Interfacial Assembly of Cellulose Nanofibers at Oil/Water Interface via Tailored Electrostatic Attraction to Establish Surfactant-Free Emulsion Stabilization

The pervasive utilization of petroleum-based cationic surfactants has led to significant pollution of aquatic environments, emphasizing the urgent need to explore sustainable alternatives. Aligned with this concern, this study introduces a novel bio-friendly natural cellulose nanofiber system for surfactant-free emulsion stabilization. To achieve this, glycidyltrimethylammonium chloride was incorporated into bacterial cellulose fibers to enable cationization and nanofibrillation. The newly developed ammonium-functionalized bacterial cellulose (ABC) exhibited electrostatic adsorption at the oil/water interface, facilitated by the spontaneous negative charge present on interfacial hydrocarbon oil drops.

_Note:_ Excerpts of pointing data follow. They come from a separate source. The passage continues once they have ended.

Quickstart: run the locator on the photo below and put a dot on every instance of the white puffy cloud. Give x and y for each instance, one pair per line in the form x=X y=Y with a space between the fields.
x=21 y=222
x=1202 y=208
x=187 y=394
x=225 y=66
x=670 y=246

Through theoretical considerations that employed the Young's equation and contact angle measurements of three-phase sessile droplets, we observed that current ABC-based solid interface displayed approximately 10-fold higher adsorption energy compared to hydroxylated solid interface. This unique interfacial adsorption behavior of ABC not only reduced interfacial tension but also promoted the formation of a robust interfacial membrane. Importantly, these interfacial properties are corresponding to the high aspect ratio of nanofibers, which provide a larger surface area and, consequently, an increased adsorption energy. Furthermore, our rheological studies revealed that the presence of a fibril network formed by the adsobed ABC nanofibers facilitated the association of droplets and gelling of the continuous phase, thereby improving the durability of emulsion drops against applied shear stress. Collectively, our findings highlight that our innovative surfactant-free emulsion system would pave the way for development of environment-friendly complex fluids.